Thursday, May 26, 2011

Don't Cross the Tweetstreams

Yesterday at GlueCon, Jud Valeski of Gnip gave a talk on "High-Volume, Real-time Data Stream Handling" where he discussed some characteristics of the Gnip datafeed. I wasn't at the talk, but the snippets tweeted by Kevin Marks were fascinating:

35 Megabits per second may not sound like much when the links are measured in Gigabits, so I thought I'd take a guess at the kinds of issues being seen.

Graph of link speed over timeFor several decades the network link speed has roughly doubled every 18 months, pacing Moore's law on the CPU. Silicon advancement for signal processing have certainly helped with that, but a host of photonic advances have also been required. As with CPUs, we've been further increasing network capacity via parallelism. Multiple links are run, with traffic load spread across all links in the group. This means we've increased aggregate performance faster than the individual connections.

One might think that distributing traffic across multiple parallel links would be simple: send the first packet to the first link, the second packet to the second link, etc. This turns out not to work very well, because packets are variable size. If packet #1 is large and #2 is small, packet #2 can pop out of its link before packet #1. TCP interprets packet reordering as a sign of network congestion. If packets 1 and 2 are part of the same TCP flow, that flow will slow down. Therefore link aggregation has to be aware of flows, and keep packets from the same flow in order even as separate flows are reordered.

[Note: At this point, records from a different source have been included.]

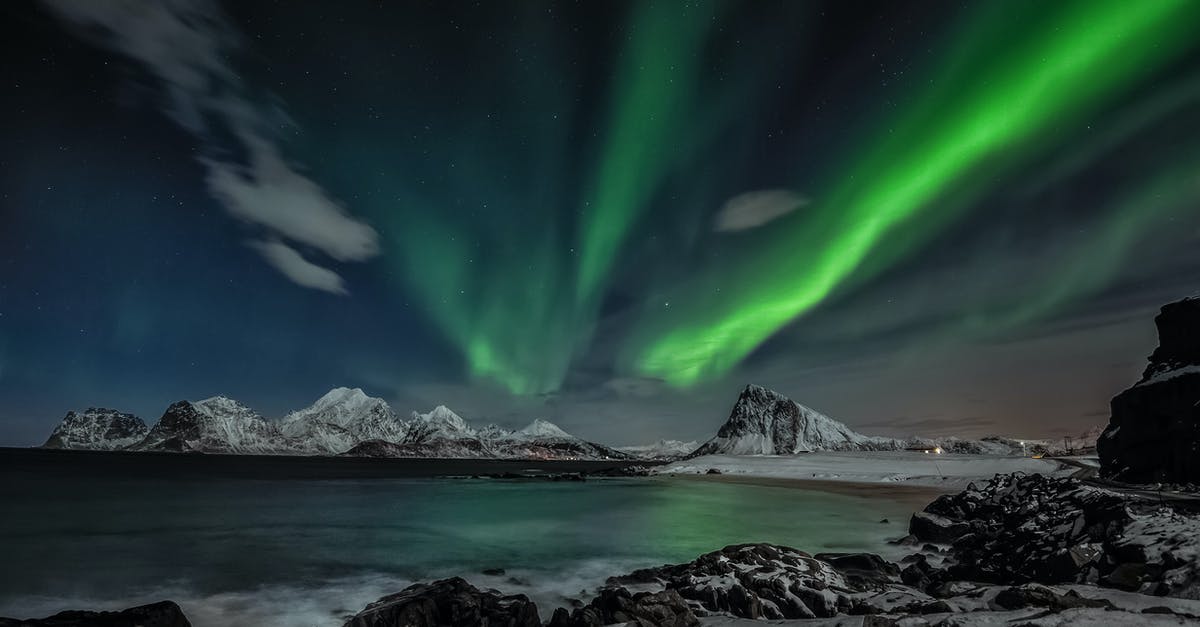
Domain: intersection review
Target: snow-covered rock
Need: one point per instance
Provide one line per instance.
(767, 423)
(345, 421)
(543, 429)
(663, 449)
(342, 418)
(215, 425)
(97, 429)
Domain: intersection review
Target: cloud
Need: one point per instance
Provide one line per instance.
(273, 195)
(756, 208)
(186, 45)
(303, 272)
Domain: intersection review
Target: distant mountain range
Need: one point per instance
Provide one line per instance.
(343, 422)
(348, 422)
(767, 423)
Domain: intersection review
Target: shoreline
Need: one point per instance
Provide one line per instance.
(915, 495)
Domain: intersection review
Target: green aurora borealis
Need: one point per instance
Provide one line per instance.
(611, 215)
(1009, 81)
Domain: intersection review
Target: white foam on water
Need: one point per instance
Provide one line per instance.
(330, 602)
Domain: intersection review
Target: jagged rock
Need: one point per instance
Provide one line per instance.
(97, 428)
(617, 605)
(862, 569)
(1025, 529)
(448, 603)
(1035, 596)
(761, 581)
(162, 614)
(1153, 434)
(767, 423)
(928, 526)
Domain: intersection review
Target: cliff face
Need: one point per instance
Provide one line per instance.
(1155, 431)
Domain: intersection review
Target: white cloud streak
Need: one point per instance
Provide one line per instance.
(185, 46)
(756, 208)
(300, 270)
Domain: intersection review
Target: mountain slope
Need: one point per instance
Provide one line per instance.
(663, 449)
(342, 422)
(767, 423)
(214, 425)
(97, 429)
(342, 418)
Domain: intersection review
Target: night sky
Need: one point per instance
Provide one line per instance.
(929, 218)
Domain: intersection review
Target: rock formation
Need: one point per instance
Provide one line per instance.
(1155, 431)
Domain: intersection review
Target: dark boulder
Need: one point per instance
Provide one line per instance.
(162, 614)
(1035, 596)
(766, 581)
(861, 568)
(1153, 434)
(448, 603)
(618, 605)
(933, 527)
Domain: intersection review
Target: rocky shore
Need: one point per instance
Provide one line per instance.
(1019, 548)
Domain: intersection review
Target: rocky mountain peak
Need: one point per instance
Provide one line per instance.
(763, 422)
(540, 428)
(442, 417)
(97, 428)
(342, 396)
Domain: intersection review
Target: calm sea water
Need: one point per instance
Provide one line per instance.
(297, 550)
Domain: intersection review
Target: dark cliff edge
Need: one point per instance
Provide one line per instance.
(1153, 435)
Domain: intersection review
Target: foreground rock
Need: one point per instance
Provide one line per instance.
(1155, 431)
(767, 581)
(448, 603)
(1019, 529)
(618, 605)
(162, 614)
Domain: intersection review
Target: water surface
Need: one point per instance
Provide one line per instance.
(243, 550)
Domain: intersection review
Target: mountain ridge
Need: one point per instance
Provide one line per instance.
(342, 422)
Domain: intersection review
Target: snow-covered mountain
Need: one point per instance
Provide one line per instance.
(97, 429)
(343, 422)
(340, 419)
(767, 423)
(215, 425)
(663, 449)
(544, 440)
(444, 434)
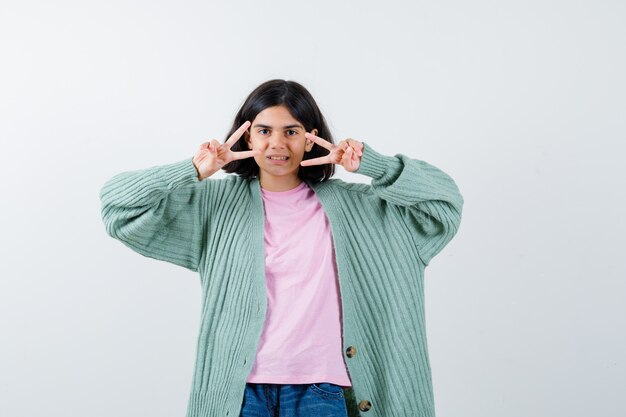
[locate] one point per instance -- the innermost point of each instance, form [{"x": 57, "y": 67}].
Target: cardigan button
[
  {"x": 365, "y": 405},
  {"x": 351, "y": 351}
]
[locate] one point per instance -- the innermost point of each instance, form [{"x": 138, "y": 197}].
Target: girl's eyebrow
[{"x": 284, "y": 127}]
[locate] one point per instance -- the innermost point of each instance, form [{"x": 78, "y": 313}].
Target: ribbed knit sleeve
[
  {"x": 429, "y": 198},
  {"x": 158, "y": 212}
]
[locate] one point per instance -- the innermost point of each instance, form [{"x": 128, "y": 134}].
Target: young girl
[{"x": 313, "y": 301}]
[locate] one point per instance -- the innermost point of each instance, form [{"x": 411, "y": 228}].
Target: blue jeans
[{"x": 297, "y": 400}]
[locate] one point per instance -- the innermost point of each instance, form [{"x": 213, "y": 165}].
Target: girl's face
[{"x": 276, "y": 133}]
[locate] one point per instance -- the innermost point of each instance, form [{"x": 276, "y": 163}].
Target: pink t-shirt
[{"x": 301, "y": 339}]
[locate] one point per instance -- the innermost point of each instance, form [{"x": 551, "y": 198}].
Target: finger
[
  {"x": 214, "y": 146},
  {"x": 322, "y": 142},
  {"x": 237, "y": 134},
  {"x": 316, "y": 161},
  {"x": 356, "y": 146}
]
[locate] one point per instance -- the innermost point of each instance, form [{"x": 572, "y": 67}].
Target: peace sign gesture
[
  {"x": 347, "y": 153},
  {"x": 212, "y": 156}
]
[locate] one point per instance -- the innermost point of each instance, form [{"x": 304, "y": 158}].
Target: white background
[{"x": 521, "y": 102}]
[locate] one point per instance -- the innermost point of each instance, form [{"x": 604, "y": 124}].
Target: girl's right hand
[{"x": 212, "y": 156}]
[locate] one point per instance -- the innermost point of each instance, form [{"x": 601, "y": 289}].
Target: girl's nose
[{"x": 277, "y": 139}]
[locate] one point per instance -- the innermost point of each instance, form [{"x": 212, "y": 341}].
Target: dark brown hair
[{"x": 302, "y": 107}]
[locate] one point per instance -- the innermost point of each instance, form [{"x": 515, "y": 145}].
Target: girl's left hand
[{"x": 347, "y": 153}]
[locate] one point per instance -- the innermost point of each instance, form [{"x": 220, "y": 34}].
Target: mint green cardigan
[{"x": 384, "y": 235}]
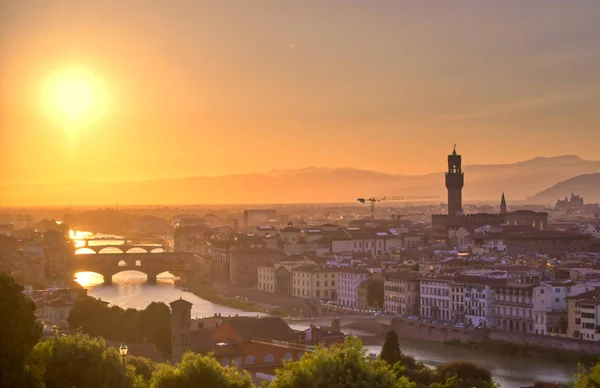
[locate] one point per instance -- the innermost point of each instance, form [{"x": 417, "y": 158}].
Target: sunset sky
[{"x": 127, "y": 90}]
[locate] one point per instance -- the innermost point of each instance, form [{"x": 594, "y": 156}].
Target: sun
[{"x": 74, "y": 97}]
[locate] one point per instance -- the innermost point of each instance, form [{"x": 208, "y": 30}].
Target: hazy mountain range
[
  {"x": 586, "y": 185},
  {"x": 519, "y": 181}
]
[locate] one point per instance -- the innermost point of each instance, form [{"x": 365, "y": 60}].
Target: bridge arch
[
  {"x": 110, "y": 250},
  {"x": 85, "y": 251}
]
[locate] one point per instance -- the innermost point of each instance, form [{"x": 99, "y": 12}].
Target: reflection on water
[
  {"x": 508, "y": 371},
  {"x": 129, "y": 290}
]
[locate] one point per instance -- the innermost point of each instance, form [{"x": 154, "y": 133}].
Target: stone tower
[
  {"x": 181, "y": 328},
  {"x": 455, "y": 181}
]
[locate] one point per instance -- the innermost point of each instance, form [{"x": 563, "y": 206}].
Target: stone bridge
[
  {"x": 124, "y": 248},
  {"x": 152, "y": 264}
]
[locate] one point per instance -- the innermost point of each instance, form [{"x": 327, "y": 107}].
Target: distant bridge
[
  {"x": 124, "y": 248},
  {"x": 152, "y": 264}
]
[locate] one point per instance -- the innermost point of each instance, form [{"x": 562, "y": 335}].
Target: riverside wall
[{"x": 428, "y": 332}]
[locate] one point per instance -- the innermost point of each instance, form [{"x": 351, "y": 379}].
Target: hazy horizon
[{"x": 130, "y": 91}]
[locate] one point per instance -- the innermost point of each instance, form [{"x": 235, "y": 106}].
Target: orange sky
[{"x": 223, "y": 87}]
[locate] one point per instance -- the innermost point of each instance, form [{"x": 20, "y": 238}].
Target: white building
[
  {"x": 436, "y": 297},
  {"x": 348, "y": 282},
  {"x": 401, "y": 292},
  {"x": 550, "y": 306},
  {"x": 375, "y": 242},
  {"x": 315, "y": 282},
  {"x": 583, "y": 313},
  {"x": 479, "y": 301}
]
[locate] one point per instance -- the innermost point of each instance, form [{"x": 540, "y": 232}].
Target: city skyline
[{"x": 108, "y": 92}]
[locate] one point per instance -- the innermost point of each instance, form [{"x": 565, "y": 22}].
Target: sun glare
[{"x": 75, "y": 97}]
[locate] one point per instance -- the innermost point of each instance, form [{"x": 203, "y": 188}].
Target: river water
[{"x": 129, "y": 290}]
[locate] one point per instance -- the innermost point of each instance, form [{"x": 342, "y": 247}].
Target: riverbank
[
  {"x": 208, "y": 293},
  {"x": 525, "y": 349}
]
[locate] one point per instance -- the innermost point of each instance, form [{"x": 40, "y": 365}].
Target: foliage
[
  {"x": 345, "y": 365},
  {"x": 197, "y": 370},
  {"x": 390, "y": 351},
  {"x": 78, "y": 361},
  {"x": 95, "y": 318},
  {"x": 375, "y": 292},
  {"x": 462, "y": 374},
  {"x": 587, "y": 377},
  {"x": 19, "y": 332}
]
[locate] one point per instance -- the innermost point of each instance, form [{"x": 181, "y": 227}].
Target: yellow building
[
  {"x": 583, "y": 312},
  {"x": 315, "y": 282}
]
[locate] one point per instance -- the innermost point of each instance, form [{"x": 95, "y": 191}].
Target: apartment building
[
  {"x": 276, "y": 278},
  {"x": 401, "y": 292},
  {"x": 513, "y": 307},
  {"x": 436, "y": 297},
  {"x": 348, "y": 284},
  {"x": 583, "y": 313},
  {"x": 550, "y": 306},
  {"x": 315, "y": 282}
]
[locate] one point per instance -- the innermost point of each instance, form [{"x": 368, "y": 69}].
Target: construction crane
[{"x": 372, "y": 200}]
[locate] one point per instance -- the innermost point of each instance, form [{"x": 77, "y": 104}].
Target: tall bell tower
[{"x": 455, "y": 180}]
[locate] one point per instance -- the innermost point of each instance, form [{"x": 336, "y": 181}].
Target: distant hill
[
  {"x": 311, "y": 184},
  {"x": 586, "y": 185}
]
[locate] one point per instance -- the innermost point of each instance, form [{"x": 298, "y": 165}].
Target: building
[
  {"x": 181, "y": 328},
  {"x": 574, "y": 203},
  {"x": 371, "y": 241},
  {"x": 455, "y": 181},
  {"x": 527, "y": 239},
  {"x": 277, "y": 278},
  {"x": 58, "y": 261},
  {"x": 363, "y": 295},
  {"x": 401, "y": 292},
  {"x": 293, "y": 241},
  {"x": 315, "y": 282},
  {"x": 513, "y": 307},
  {"x": 244, "y": 263},
  {"x": 436, "y": 297},
  {"x": 479, "y": 300},
  {"x": 455, "y": 218},
  {"x": 550, "y": 306},
  {"x": 258, "y": 217},
  {"x": 348, "y": 283},
  {"x": 222, "y": 246},
  {"x": 457, "y": 301},
  {"x": 583, "y": 312}
]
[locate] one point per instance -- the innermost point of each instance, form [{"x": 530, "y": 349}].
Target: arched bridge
[
  {"x": 123, "y": 248},
  {"x": 152, "y": 264}
]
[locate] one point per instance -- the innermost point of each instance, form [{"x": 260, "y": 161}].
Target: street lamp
[{"x": 123, "y": 351}]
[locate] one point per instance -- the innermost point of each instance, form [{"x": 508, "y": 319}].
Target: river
[{"x": 129, "y": 290}]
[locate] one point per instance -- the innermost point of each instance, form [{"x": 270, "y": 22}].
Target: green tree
[
  {"x": 345, "y": 365},
  {"x": 78, "y": 361},
  {"x": 390, "y": 351},
  {"x": 95, "y": 318},
  {"x": 587, "y": 377},
  {"x": 155, "y": 325},
  {"x": 197, "y": 370},
  {"x": 19, "y": 332},
  {"x": 463, "y": 374}
]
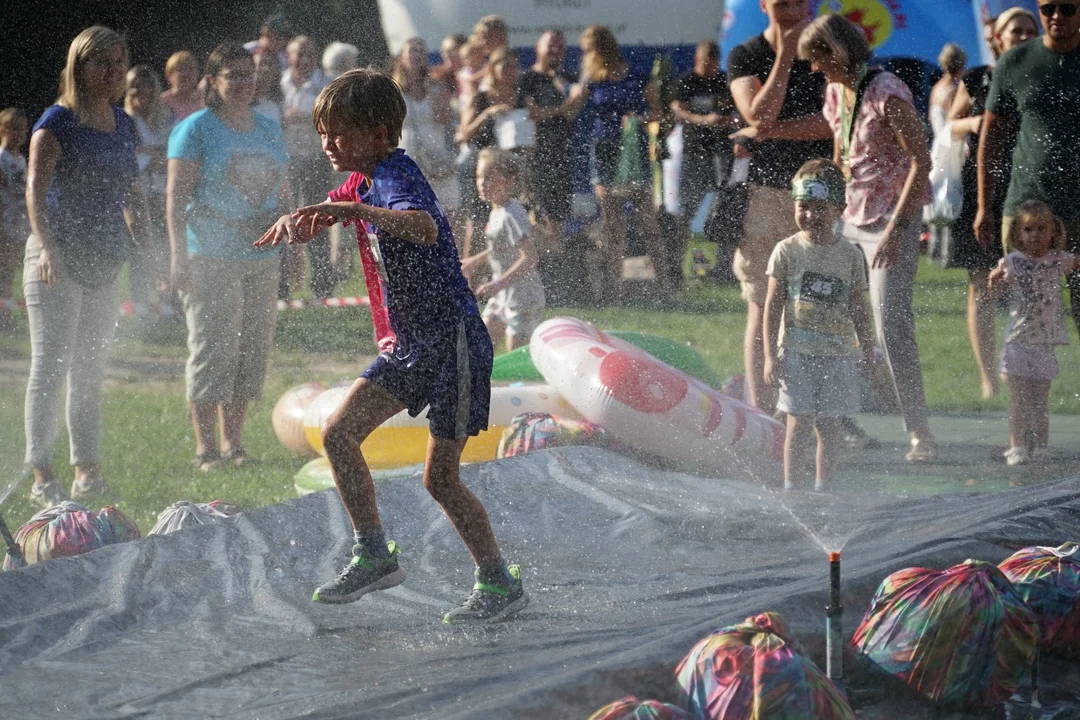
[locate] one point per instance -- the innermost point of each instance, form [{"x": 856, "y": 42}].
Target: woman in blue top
[
  {"x": 80, "y": 185},
  {"x": 613, "y": 99},
  {"x": 226, "y": 185}
]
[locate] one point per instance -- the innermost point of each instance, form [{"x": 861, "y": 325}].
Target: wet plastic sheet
[{"x": 628, "y": 567}]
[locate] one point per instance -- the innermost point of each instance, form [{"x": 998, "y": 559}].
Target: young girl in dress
[{"x": 1031, "y": 272}]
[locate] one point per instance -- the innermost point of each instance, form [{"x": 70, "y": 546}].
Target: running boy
[
  {"x": 515, "y": 294},
  {"x": 818, "y": 286},
  {"x": 441, "y": 357}
]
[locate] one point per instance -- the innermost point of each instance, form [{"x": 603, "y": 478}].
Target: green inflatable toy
[{"x": 516, "y": 366}]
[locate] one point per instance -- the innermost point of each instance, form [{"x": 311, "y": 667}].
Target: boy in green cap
[{"x": 817, "y": 294}]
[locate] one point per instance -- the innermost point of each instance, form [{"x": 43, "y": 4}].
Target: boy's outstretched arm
[
  {"x": 410, "y": 226},
  {"x": 775, "y": 297}
]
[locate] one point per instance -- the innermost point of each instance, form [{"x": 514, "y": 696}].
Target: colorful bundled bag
[
  {"x": 961, "y": 637},
  {"x": 70, "y": 529},
  {"x": 631, "y": 708},
  {"x": 538, "y": 431},
  {"x": 756, "y": 670},
  {"x": 1048, "y": 579},
  {"x": 186, "y": 514}
]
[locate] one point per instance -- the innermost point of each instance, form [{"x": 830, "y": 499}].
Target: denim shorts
[
  {"x": 1021, "y": 360},
  {"x": 818, "y": 385},
  {"x": 451, "y": 376}
]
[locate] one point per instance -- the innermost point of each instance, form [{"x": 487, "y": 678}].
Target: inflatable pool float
[
  {"x": 517, "y": 364},
  {"x": 652, "y": 407},
  {"x": 287, "y": 417},
  {"x": 403, "y": 440}
]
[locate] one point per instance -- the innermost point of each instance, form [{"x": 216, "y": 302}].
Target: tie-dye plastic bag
[
  {"x": 961, "y": 637},
  {"x": 631, "y": 708},
  {"x": 69, "y": 529},
  {"x": 1049, "y": 581},
  {"x": 537, "y": 431},
  {"x": 756, "y": 670},
  {"x": 185, "y": 514}
]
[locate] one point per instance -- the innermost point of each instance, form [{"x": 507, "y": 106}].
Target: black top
[
  {"x": 702, "y": 96},
  {"x": 548, "y": 92},
  {"x": 774, "y": 162}
]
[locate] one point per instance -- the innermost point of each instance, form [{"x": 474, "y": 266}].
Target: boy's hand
[
  {"x": 771, "y": 371},
  {"x": 295, "y": 228}
]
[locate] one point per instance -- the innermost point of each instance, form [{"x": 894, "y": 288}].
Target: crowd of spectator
[{"x": 196, "y": 168}]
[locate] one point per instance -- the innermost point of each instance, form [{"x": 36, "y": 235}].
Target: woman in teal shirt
[{"x": 226, "y": 185}]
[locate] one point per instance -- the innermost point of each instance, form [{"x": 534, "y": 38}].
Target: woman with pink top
[{"x": 881, "y": 145}]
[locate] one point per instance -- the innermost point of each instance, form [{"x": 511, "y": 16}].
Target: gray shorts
[{"x": 818, "y": 385}]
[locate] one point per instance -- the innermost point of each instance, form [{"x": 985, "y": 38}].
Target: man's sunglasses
[{"x": 1067, "y": 10}]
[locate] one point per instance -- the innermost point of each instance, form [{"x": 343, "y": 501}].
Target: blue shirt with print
[
  {"x": 237, "y": 189},
  {"x": 424, "y": 290}
]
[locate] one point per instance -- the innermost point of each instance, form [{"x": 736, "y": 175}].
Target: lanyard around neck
[{"x": 848, "y": 118}]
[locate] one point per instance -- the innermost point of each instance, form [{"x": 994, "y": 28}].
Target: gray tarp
[{"x": 626, "y": 568}]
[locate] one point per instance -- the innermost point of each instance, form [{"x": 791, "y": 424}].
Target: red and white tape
[{"x": 127, "y": 308}]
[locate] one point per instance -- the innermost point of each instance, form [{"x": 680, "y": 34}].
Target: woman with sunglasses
[{"x": 1035, "y": 87}]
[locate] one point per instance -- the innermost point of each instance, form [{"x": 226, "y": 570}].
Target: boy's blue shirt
[{"x": 426, "y": 293}]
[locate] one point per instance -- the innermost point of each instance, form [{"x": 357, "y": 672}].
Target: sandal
[
  {"x": 238, "y": 457},
  {"x": 93, "y": 487},
  {"x": 206, "y": 462}
]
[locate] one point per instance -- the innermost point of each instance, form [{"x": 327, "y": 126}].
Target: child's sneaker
[
  {"x": 365, "y": 573},
  {"x": 488, "y": 602},
  {"x": 1016, "y": 457}
]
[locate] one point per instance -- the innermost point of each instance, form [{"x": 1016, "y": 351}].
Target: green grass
[{"x": 147, "y": 444}]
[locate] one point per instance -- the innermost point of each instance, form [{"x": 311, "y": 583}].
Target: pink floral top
[{"x": 878, "y": 164}]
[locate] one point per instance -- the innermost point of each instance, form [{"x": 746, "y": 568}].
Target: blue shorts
[
  {"x": 451, "y": 376},
  {"x": 818, "y": 385}
]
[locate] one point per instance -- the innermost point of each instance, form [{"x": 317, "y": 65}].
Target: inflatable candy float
[{"x": 652, "y": 407}]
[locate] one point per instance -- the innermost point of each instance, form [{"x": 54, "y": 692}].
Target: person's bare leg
[
  {"x": 1040, "y": 413},
  {"x": 204, "y": 423},
  {"x": 443, "y": 479},
  {"x": 365, "y": 407},
  {"x": 758, "y": 394},
  {"x": 829, "y": 439},
  {"x": 232, "y": 424},
  {"x": 796, "y": 445},
  {"x": 496, "y": 330},
  {"x": 981, "y": 329},
  {"x": 1017, "y": 411}
]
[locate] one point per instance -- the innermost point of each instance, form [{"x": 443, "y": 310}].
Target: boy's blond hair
[
  {"x": 178, "y": 58},
  {"x": 501, "y": 161},
  {"x": 826, "y": 172},
  {"x": 9, "y": 116},
  {"x": 363, "y": 98},
  {"x": 1035, "y": 208}
]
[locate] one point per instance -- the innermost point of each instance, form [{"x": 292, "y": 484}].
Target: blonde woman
[
  {"x": 609, "y": 98},
  {"x": 82, "y": 177},
  {"x": 953, "y": 62},
  {"x": 154, "y": 121},
  {"x": 880, "y": 141}
]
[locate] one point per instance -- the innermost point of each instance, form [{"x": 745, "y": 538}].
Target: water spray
[
  {"x": 834, "y": 623},
  {"x": 14, "y": 552}
]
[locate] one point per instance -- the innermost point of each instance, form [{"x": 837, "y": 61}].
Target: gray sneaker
[
  {"x": 365, "y": 573},
  {"x": 488, "y": 603},
  {"x": 94, "y": 487},
  {"x": 49, "y": 494}
]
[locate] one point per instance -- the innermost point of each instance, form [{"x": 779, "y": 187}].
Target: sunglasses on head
[{"x": 1067, "y": 10}]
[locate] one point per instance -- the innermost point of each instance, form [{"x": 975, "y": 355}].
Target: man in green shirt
[{"x": 1037, "y": 84}]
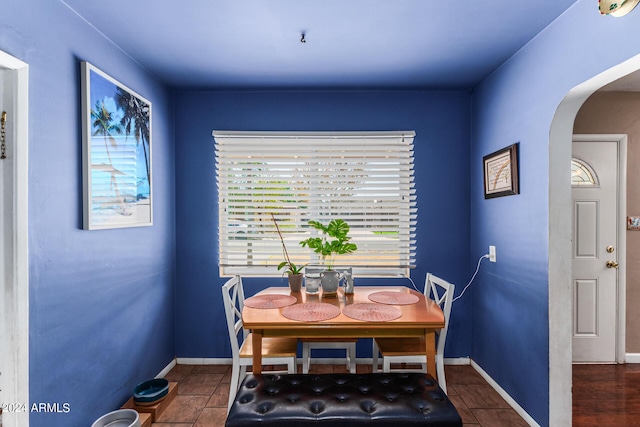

Aside: lots of networking gear actually does have a mode for sending packet #1 to link 1 and #2 to link 2. It is cynically referred to as "magazine mode," as in: "In Network Computing's magazine article we'll be able to show 100% utilization on all links." In real networks, magazine mode is rarely useful.


Multiple flows beign distributed across a group of links Traffic is distributed across parallel links via hashing. One or more of the MAC address, IP address, or TCP/UDP port numbers will be hashed to a index and used to select the link. All packets from the same flow will hash to the same value and choose the same link. Given a large number of flows, the distribution tends to be pretty good.

One high bandwidth flow skewing the distributionThe distribution doesn't react to load. If one link becomes overloaded, the load isn't redistributed to even it out. It can't be: the switch isn't keeping track of the flows it has seen and which link they should go to, it just hashes each packet as it arrives. The presence of a few very high bandwidth flows causes the load to become unbalanced.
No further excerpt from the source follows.